GR8 Stories

Apache Kafka for iGaming Companies: The Search

17.05.21

6 min to read

Serhii Kalinets

In the bustling tech landscape of GR8 Tech, Kafka reigns supreme as the linchpin, facilitating seamless communication between our microservices. As a message weaves through our system, it might navigate multiple services, each sculpting, enhancing, or rerouting it across various topics. These services, stewarded by diverse teams, underscore the importance of unraveling the intricate details within each message. This becomes all the more crucial when our workflows hit an unexpected roadblock. On the surface, the remedy might appear straightforward: retrieve and examine the pertinent Kafka messages. Yet, as always, the nuances offer the most enlightening revelations.

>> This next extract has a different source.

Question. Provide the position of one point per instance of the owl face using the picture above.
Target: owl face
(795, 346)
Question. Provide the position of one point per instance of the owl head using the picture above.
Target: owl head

At its core, Kafka transcends its commonly perceived role as a mere message broker. It epitomizes a distributed log system. While this embodies myriad facets, what’s intriguing to us is its capability to retain messages post-delivery. These messages, thus, are ever-accessible for subsequent reads and introspection. This presents a complexity, however, given Kafka’s design, which facilitates only sequential reading. Hence, pinpointing a message’s ‘offset’ (essentially its sequence in a topic) becomes crucial. While initiating reads based on a timestamp is feasible, the read-out remains inherently sequential.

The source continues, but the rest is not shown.